La sarta è diventata 2.0, il boscaiolo ha ereditato il mestiere del papà e così i ricami non si fanno più con ago e filo ma con macchinari e computer. I vecchi mestieri tornati in voga tra i giovani si son solo adeguati ai tempi ma hanno tutti una matrice comune: sono nati in famiglia. E così Maria Alloa Casale, 27 anni, di Riva Presso Chieri, dopo cinque anni di liceo socio-psico-pedagogico ha mollato i libri di Jean Piaget e di Maria Montessori per dedicarsi alla sartoria e ora dopo qualche anno di esperienza ha persino una sua linea e un sito di vendita (www.alloacasale.com). “Ho iniziato da ragazzina, le mie zie erano sarte. Finito il liceo ho fatto un corso professionale di sartoria, taglio e confezioni per aprire una mia attività. Non avevo più voglia di studiare. Lo so che non è molto poetico a dirsi ma è andata così”, racconta Maria sorridendo.

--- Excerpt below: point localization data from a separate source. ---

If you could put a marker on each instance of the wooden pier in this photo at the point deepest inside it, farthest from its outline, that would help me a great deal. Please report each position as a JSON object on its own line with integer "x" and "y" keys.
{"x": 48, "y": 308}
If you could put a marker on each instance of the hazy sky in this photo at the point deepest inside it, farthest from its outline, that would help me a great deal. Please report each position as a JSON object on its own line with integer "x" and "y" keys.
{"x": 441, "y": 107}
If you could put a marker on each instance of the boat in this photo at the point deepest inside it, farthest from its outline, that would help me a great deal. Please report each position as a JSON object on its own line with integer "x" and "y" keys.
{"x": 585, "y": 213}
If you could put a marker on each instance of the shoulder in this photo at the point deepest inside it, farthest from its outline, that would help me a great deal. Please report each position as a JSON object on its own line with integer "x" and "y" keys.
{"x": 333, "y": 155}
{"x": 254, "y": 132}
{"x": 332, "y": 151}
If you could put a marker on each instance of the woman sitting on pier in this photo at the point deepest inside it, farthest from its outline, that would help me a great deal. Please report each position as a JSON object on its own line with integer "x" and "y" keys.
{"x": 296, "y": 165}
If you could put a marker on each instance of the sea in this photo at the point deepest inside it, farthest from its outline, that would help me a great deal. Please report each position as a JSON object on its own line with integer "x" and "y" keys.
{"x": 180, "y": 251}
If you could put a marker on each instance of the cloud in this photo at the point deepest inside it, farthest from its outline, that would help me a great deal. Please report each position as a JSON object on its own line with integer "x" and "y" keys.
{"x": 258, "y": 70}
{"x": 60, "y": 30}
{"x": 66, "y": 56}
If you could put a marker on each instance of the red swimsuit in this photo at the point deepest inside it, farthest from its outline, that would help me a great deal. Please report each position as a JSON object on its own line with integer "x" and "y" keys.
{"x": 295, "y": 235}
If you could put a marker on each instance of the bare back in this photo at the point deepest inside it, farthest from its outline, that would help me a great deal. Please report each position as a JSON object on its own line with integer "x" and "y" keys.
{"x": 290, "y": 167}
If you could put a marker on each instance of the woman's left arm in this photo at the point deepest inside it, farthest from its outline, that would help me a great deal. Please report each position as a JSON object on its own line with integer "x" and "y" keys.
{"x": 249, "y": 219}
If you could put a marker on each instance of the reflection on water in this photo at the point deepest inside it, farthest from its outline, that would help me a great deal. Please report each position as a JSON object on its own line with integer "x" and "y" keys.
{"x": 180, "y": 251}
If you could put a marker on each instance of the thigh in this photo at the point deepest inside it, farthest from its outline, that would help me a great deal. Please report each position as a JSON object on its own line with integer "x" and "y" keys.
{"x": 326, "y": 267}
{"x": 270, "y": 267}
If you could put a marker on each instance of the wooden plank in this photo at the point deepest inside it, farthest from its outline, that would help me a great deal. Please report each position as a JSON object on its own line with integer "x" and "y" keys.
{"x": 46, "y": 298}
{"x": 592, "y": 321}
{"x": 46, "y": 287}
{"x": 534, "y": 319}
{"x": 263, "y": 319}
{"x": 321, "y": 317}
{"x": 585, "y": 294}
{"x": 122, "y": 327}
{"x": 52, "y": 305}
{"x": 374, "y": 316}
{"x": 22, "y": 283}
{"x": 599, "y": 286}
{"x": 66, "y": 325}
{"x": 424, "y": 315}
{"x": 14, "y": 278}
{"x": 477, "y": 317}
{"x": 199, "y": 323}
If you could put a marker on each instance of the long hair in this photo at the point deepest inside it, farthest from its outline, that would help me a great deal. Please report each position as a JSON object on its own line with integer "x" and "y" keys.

Sul sito la spiega in maniera più affascinante la scelta del suo mestiere: “Tutto nasce da un’idea romantica: creare un prodotto capace di stare al passo con i tempi, e considerare un capo d’abbigliamento come qualcosa di bello e utile e non come una semplice aggiunta all’armadio che sarà presto dimenticato e raramente indossato. Ho pensato di scrivere questo post per condividere con voi il nostro modo di vedere la moda. Quando progettiamo un nuovo articolo, le cose importanti per noi sono solo tre: la materia prima, la versatilità e il comfort”. Il punto di partenza della sarta 2.0 è la ricerca continua: “È molto difficile – spiega – trovare tessuti al 100% naturali ed etici, ma, nel tempo, continuiamo a selezionare, direttamente sul territorio, produttori che lavorano con la nostra stessa attenzione per la qualità e l’ambiente”.
Da quando ha aperto bottega sono passati cinque anni e ora, oltre alla propria linea lavora per negozi che hanno le loro collezioni tra cui profili di alta moda. Di sarte come lei in paese non ce ne sono e finora la fortuna le ha fatto l’occhiolino: “Lavoro anche dieci ore al giorno”, specifica. Maria Alloa Casale guarda al futuro con entusiasmo: “Ho già vari macchinari industriali ma stiamo facendo un investimento per comprare la piattaforma Cad per fare i modelli”. Più a sud, a Santa Teresa di Spoltore in provincia di Pescara, Davide Coppa, 21 anni, ha scelto di fare il ricamatore. Quando ilfattoquotidiano.it lo contatta è stupito di tanto interesse per il suo mestiere: “Era un’attività messa in piedi da mio zio. Quando è morto l’ho ereditata io”. La storia di Davide ha inizio a 16 anni quando dopo aver frequentato la scuola professionale per un anno decide di lasciare i banchi e i libri per dedicarsi all’arte tramandata in famiglia. Un lavoro fatto da suo padre Claudio, dallo zio e dalla cugina Rossana. È lui, con il suo entusiasmo e con la sua voglia di fare impresa a rilanciare l’azienda. “Ricamiamo loghi di aziende su camici, giubbini, su abiti da lavoro. Facciamo questo lavoro anche sui maglioni, gli zaini e le mazze da golf. Abbiamo parecchio lavoro”.
Davide ci tiene a precisare che pur essendo un antico mestiere è fatto con moderni macchinari: “È tutto elettronico. Prima va elaborato il disegno che ci viene inviato via mail poi va posizionato al punto giusto nel macchinario”. Il giovane ricamatore ha le idee chiare sul futuro: “Spero di poter prendere qualche altra macchina per ingrandirmi un po’. Nel 2019 intanto mi sposterò perché lo spazio dove lavoro ora è troppo piccolo”. Non è da tutti nemmeno fare il boscaiolo. Francesco Marrazzo, 22 anni della provincia di Crotone, lo ha scelto un po’ perché ci si è trovato in mezzo, un po’ per passione. È di poche parole, concreto come chi ogni giorno si spacca la schiena per portare a casa uno stipendio. “Ho frequentato – racconta – la scuola di agraria. Terminato il ciclo di studi ho iniziato a fare quello che fa mio padre. Son cresciuto in mezzo ai boschi, tra la legna. Quello è il mio mestiere da sempre”. Francesco si è trovato l’attività già in essere: un camion, un trattore, le motoseghe. “Non c’è molto lavoro ma non mi posso lamentare. Speriamo di poter continuare così”.